Хотя действие пьесы происходит неизвестно когда, в ней легко отыскать привязку к совершенно конкретному времени - межвоенному двадцатилетию, 20-30-м годам. Времени, которое, используя метафору Йохана Хейзинги, можно определить как "золотую осень индустриальной цивилизации". Или, если угодно, "золотую осень культуры", переходящей, в соответствии с теорией Освальда Шпенглера, в стадию цивилизации.
Старый рационализм и либерализм еще живы, но оказываются уже совершенно не в состоянии объяснить и заклясть происходящее. Парадоксальным образом социальный структуры, выстроенные вроде бы на рациональных основаниях, превращаются в иррациональных монстров. Межвоенные годы зримо опровергают Маркса. Не существует жесткой экономической необходимости для появления государств фашистского или коммунистического типа.
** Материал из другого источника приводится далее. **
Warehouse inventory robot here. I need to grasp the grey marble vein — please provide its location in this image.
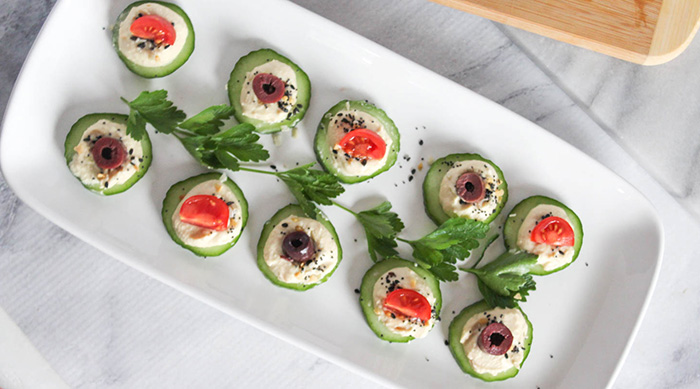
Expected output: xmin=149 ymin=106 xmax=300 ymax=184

Базис ничего не диктует надстройке. Наоборот, надстройка переделывает базис по собственному усмотрению. Цивилизация становится информационной.
Новые правила игры выдвигают на первый план художника - главного героя двадцатилетия, всегда умевшего работать со знаками. Причем, - художника-радикала, воспринимающего гибель Европы как расчистку территории для создания новых произведений. Границ между обыденной (естественно) и эстетической (искусственной) реальностью не существует. Разложение рационалистической парадигмы мышления обыгрывается как мировой апокалипсис. Фашизм и коммунизм - эстетические феномены, Ленин и Гитлер - главные художники и самые талантливые режиссеры-постановщики европейского театра.
20-30-е годы ХХ века - эпоха победившего романтизма, с его опорой на индивидуальную волю и вселенский субъективизм творца. Жизнь есть произведение искусства, грандиозный перформанс. Толпа уже не противостоит поэту, но становится массой, основным материалом для творчества. Своеволие и субъективизм сверхчеловека-демиурга возводятся в ранг объективного закона истории. Тем самым легитимизируется право художника на творческий акт, поступок, революцию.
Интересно, как в этой связи меняется образ прекрасной дамы. Юрий Лотман писал, что в эстетике романтизма женщина не может восприниматься в качестве совершенно самостоятельного персонажа. Она практически всегда дана на фоне мужчины и в связи с ним. Вне зависимости от того, позитивна эта связь или разрушительна. Именно так описывает женщину и Отто Вейнингер. Именно так говорят о ней символисты. Однако к 20-м годам женщина уже выдвигается на первые роли. Комиссар в юбке не утрачивает романтического ореола, но полностью феминизируется. И уже непонятно, кто кем управляет. Половые различия нивелируются. В новой реальности женщина и мужчина одинаково способны взять на себя роль творца.
Впрочем, у Сергея Костромина межвоенное двадцатилетие дано как воспоминание. Очень многое в разговорах персонажей завязано на той мифологии, но сама мифология - уже сон. Тут и начинается человеческое, слишком человеческое в пьеса. За разговорами об искусстве чувствуется самая обыкновенная ностальгия по времени, по молодости, по ушедшей дружбе, по тогдашним отношениям, которые спустя много лет воспринимаются как более честные, более искренние. Художники, всю жизнь игравшие роли сверхчеловеков, оказываются просто людьми, которыми движет любовь и ревность. И это возвращение к вечно человеческому не столько опровергает сверхчеловеческую мифологию 20-30-х, сколько позволяет взглянуть на нее с иной точки зрения.
В условном пространстве пьесы Костромин соединяет принципы романтического (модернистского) и реалистического театров, французской (условно-"разговорной") и русской школ. Откровенный символизм здесь легко уживается с тонкой игрой в психологические подтексты. И в результате пьеса становится многомерной, позволяющей режиссеру самостоятельно выбрать способ интерпретации.